図3 1995年阪神大震災における神戸市のGRPと震災が発生しなかったとした場合のGRPの経年変化
2004 年に復興が完了している。図中の黄色は震災による負の影響、水色は復興特需による+の影響を表している。
3)経済復興シミュレーターの開発;直接被害額と間接被害額の推定式から、被災対象地域の経済的損失額(直接および間接被害額)の推定が可能となった。しかし、間接被害額の発生要因となる商工業に特化した直接被害額の算定方法、復旧・復興政策およびその実施過程で生生じる間接被害額と地域産業に及ぼす影響などについて、産業連関表を用いたたミクロ的なアプローチが必要である。これらの課題を明確にすることや自治体の復興政策の費用対効果などを組み 込むことで復興シミュレーションが可能となるが、越えなければならない問題は山積している。
【2009-2014年】
文化遺産防災および保存継承に関する研究および経済被害の研究
文化遺産に関する防災・防犯の調査研究として、全国の社寺仏閣を対象とした人為災害(盗難、放火な ど)に関するアンケート調査を実施した。
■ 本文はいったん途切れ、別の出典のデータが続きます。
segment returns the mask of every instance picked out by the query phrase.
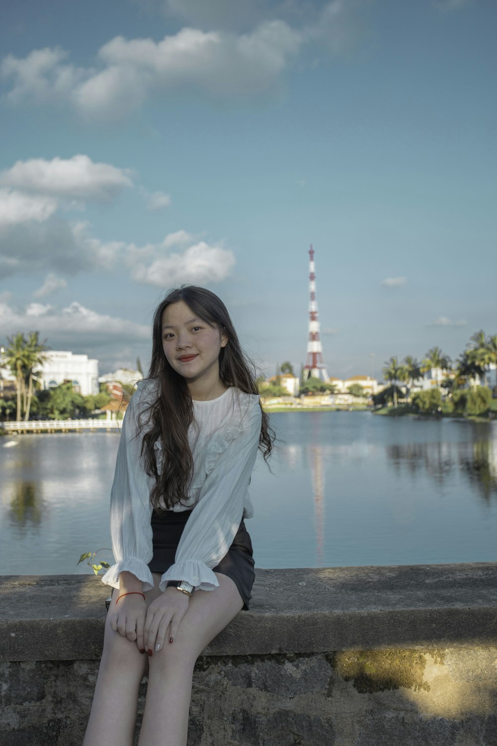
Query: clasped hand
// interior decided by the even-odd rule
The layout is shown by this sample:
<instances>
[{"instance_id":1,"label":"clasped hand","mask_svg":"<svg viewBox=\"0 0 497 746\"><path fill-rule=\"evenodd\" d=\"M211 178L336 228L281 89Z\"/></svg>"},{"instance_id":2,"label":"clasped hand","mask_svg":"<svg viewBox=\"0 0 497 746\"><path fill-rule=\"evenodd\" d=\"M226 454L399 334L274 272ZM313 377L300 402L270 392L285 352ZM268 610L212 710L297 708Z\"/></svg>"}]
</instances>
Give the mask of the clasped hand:
<instances>
[{"instance_id":1,"label":"clasped hand","mask_svg":"<svg viewBox=\"0 0 497 746\"><path fill-rule=\"evenodd\" d=\"M147 606L139 595L123 598L110 618L110 627L131 642L136 642L140 653L152 655L164 646L165 640L172 642L180 623L188 611L189 598L172 586L166 588Z\"/></svg>"}]
</instances>

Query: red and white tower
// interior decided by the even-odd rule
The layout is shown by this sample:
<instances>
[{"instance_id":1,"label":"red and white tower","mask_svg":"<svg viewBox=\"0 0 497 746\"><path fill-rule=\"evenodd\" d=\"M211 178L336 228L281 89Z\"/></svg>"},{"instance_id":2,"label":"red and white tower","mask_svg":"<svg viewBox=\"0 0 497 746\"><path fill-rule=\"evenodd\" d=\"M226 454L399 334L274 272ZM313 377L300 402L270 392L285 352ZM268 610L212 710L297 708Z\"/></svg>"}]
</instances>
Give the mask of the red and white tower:
<instances>
[{"instance_id":1,"label":"red and white tower","mask_svg":"<svg viewBox=\"0 0 497 746\"><path fill-rule=\"evenodd\" d=\"M312 376L328 380L326 371L323 360L323 348L319 338L319 322L317 321L317 303L316 301L316 274L314 272L314 250L311 244L309 249L309 290L311 300L309 301L309 338L307 342L307 360L303 368L303 378L307 380Z\"/></svg>"}]
</instances>

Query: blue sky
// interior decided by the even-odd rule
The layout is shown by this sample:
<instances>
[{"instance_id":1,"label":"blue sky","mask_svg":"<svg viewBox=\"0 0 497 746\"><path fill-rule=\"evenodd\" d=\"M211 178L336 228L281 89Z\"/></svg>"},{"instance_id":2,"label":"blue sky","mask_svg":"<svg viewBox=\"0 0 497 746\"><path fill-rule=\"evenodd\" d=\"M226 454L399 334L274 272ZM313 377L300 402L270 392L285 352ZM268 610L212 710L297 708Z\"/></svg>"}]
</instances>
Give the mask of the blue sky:
<instances>
[{"instance_id":1,"label":"blue sky","mask_svg":"<svg viewBox=\"0 0 497 746\"><path fill-rule=\"evenodd\" d=\"M0 30L0 336L101 373L165 291L227 304L272 374L496 333L493 0L17 0Z\"/></svg>"}]
</instances>

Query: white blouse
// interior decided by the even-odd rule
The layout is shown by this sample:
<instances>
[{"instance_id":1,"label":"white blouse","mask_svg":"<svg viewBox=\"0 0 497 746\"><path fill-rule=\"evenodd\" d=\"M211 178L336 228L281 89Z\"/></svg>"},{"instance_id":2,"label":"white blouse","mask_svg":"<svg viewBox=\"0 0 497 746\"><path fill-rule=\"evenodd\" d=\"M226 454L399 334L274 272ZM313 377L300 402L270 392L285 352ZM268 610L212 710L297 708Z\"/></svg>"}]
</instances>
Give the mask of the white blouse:
<instances>
[{"instance_id":1,"label":"white blouse","mask_svg":"<svg viewBox=\"0 0 497 746\"><path fill-rule=\"evenodd\" d=\"M101 578L113 588L118 589L119 573L124 571L142 580L144 592L153 587L148 563L153 555L150 494L154 477L146 473L140 454L143 431L138 436L136 432L138 416L156 397L155 382L139 381L123 420L110 493L115 564ZM193 407L194 421L189 430L193 477L188 500L172 508L193 510L178 544L175 562L161 578L162 591L168 580L186 580L200 590L213 590L219 583L212 568L228 551L242 517L253 515L248 484L261 431L259 396L231 387L217 399L194 401ZM160 440L154 448L160 473L164 461Z\"/></svg>"}]
</instances>

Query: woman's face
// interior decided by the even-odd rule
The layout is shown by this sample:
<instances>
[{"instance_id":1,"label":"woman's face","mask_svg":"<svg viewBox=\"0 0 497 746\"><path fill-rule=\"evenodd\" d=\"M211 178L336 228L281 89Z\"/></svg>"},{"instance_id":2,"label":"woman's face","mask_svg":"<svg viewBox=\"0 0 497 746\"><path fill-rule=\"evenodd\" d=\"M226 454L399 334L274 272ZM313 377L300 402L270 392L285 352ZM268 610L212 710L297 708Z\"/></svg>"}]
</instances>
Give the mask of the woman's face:
<instances>
[{"instance_id":1,"label":"woman's face","mask_svg":"<svg viewBox=\"0 0 497 746\"><path fill-rule=\"evenodd\" d=\"M189 382L219 379L219 352L228 338L195 316L183 301L162 313L162 349L168 363Z\"/></svg>"}]
</instances>

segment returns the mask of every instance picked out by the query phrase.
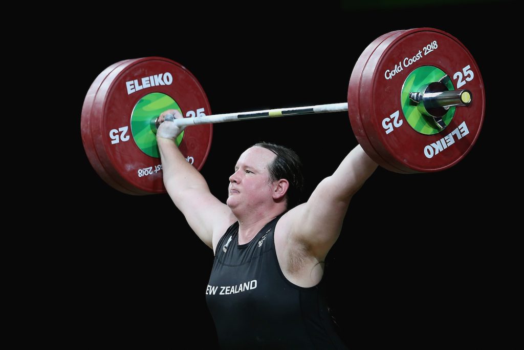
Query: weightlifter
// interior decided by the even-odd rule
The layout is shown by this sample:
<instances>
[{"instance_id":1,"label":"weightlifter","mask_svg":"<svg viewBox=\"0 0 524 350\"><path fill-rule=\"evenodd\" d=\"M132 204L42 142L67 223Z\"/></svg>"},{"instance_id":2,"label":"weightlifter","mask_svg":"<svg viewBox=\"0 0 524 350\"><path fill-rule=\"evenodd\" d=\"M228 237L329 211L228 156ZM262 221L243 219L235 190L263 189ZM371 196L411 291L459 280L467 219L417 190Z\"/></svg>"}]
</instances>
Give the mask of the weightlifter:
<instances>
[{"instance_id":1,"label":"weightlifter","mask_svg":"<svg viewBox=\"0 0 524 350\"><path fill-rule=\"evenodd\" d=\"M322 294L324 261L353 195L377 165L358 145L300 204L297 154L257 143L230 177L226 204L179 151L183 128L162 113L157 132L163 182L175 205L215 254L206 290L224 349L346 348ZM348 233L348 232L346 232Z\"/></svg>"}]
</instances>

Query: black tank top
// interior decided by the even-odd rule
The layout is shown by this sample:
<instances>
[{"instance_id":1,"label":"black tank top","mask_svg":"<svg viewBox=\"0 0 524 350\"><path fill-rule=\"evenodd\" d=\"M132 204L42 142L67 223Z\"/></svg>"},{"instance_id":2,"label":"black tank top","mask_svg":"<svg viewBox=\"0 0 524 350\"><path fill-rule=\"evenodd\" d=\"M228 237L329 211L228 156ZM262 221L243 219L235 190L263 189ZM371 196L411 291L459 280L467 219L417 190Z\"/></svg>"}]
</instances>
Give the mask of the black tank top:
<instances>
[{"instance_id":1,"label":"black tank top","mask_svg":"<svg viewBox=\"0 0 524 350\"><path fill-rule=\"evenodd\" d=\"M321 293L322 281L304 288L284 277L275 227L264 226L238 245L238 223L219 242L206 301L223 349L346 349Z\"/></svg>"}]
</instances>

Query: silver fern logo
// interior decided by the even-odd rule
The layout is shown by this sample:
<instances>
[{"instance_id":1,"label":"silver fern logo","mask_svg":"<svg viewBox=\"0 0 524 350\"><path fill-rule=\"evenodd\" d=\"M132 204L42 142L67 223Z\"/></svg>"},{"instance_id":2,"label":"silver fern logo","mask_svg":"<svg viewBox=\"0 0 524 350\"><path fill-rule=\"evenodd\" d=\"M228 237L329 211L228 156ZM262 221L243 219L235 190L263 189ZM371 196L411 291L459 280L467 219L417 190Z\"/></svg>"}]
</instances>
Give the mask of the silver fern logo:
<instances>
[{"instance_id":1,"label":"silver fern logo","mask_svg":"<svg viewBox=\"0 0 524 350\"><path fill-rule=\"evenodd\" d=\"M228 240L227 240L227 243L226 243L226 245L225 245L225 246L224 246L224 247L223 247L222 248L222 250L223 250L223 251L224 251L224 253L225 253L225 252L226 252L226 251L227 251L227 246L228 246L228 245L229 245L229 243L230 243L230 242L231 242L231 237L232 237L232 236L230 236L230 238L229 238L229 239L228 239Z\"/></svg>"},{"instance_id":2,"label":"silver fern logo","mask_svg":"<svg viewBox=\"0 0 524 350\"><path fill-rule=\"evenodd\" d=\"M259 241L258 241L259 248L262 246L262 243L264 243L264 241L265 240L266 240L266 236L267 236L267 234L269 234L269 231L271 231L272 229L272 228L270 228L269 230L268 230L266 232L266 234L262 237L262 238L260 239Z\"/></svg>"}]
</instances>

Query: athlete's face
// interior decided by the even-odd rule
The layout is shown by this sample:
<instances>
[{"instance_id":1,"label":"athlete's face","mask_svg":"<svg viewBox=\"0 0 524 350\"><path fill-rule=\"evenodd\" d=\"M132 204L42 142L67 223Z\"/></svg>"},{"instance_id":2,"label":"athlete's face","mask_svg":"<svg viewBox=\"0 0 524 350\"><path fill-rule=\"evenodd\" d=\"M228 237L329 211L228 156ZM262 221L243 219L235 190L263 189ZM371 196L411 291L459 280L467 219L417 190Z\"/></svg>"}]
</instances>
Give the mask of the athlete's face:
<instances>
[{"instance_id":1,"label":"athlete's face","mask_svg":"<svg viewBox=\"0 0 524 350\"><path fill-rule=\"evenodd\" d=\"M240 156L230 176L227 204L232 209L242 204L250 210L272 200L268 167L277 155L263 147L252 147Z\"/></svg>"}]
</instances>

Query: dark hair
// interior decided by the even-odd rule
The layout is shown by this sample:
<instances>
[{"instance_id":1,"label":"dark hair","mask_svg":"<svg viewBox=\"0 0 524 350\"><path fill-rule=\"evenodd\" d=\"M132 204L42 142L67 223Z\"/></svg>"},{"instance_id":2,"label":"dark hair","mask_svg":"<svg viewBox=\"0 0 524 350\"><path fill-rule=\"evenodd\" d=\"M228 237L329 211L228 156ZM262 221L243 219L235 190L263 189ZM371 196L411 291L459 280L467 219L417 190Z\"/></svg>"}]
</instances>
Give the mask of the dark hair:
<instances>
[{"instance_id":1,"label":"dark hair","mask_svg":"<svg viewBox=\"0 0 524 350\"><path fill-rule=\"evenodd\" d=\"M287 210L293 208L301 202L304 189L304 177L302 175L302 162L298 155L290 149L268 142L259 142L253 147L263 147L277 155L277 157L269 164L269 179L273 182L285 178L289 183L286 194Z\"/></svg>"}]
</instances>

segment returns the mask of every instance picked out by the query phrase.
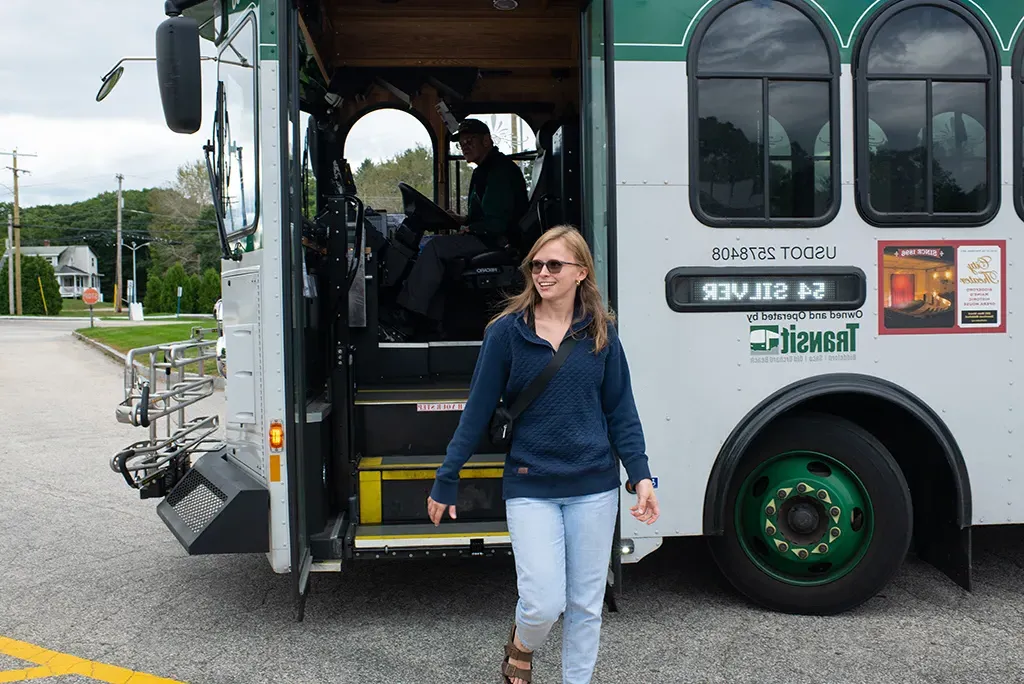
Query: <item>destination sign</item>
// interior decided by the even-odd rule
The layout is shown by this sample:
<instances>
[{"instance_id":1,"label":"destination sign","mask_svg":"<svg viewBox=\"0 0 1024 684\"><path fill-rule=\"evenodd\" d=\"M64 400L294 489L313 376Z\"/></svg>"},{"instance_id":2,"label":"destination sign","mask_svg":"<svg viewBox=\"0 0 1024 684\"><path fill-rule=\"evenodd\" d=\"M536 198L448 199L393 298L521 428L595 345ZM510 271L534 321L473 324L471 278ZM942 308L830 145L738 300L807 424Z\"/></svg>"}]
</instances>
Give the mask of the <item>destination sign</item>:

その結果、約 34.4%の社寺仏閣で盗難などの被害にあっていた事が明らかとなった。特に、府県市町指定の文化財で盗難などの被害比率が大きくなっていること、また、重要伝統的建築物群保存地区(伝建地区)における保存・ 継承に関する調査研究では、所有者の継承問題が徐々に顕在化していることが明らかとなった。
【2015-現在に至る】
震害の多様性の解明と対応に関する研究
近年の地震災害は、既往の被害地震から得られた予防や減災に関する教訓が生かされていない事、被害項目と復旧・復興課題の多様性が顕在化するとともに、被災地域の社会経済構造(住民の年令構成、産業(生業)、少子高齢化など)にも大きな特徴が現われている。発災の仕組みや地域の特徴との関連など、地震防災の源流に立ち返り、経済被害などの研究に取り組んでいます。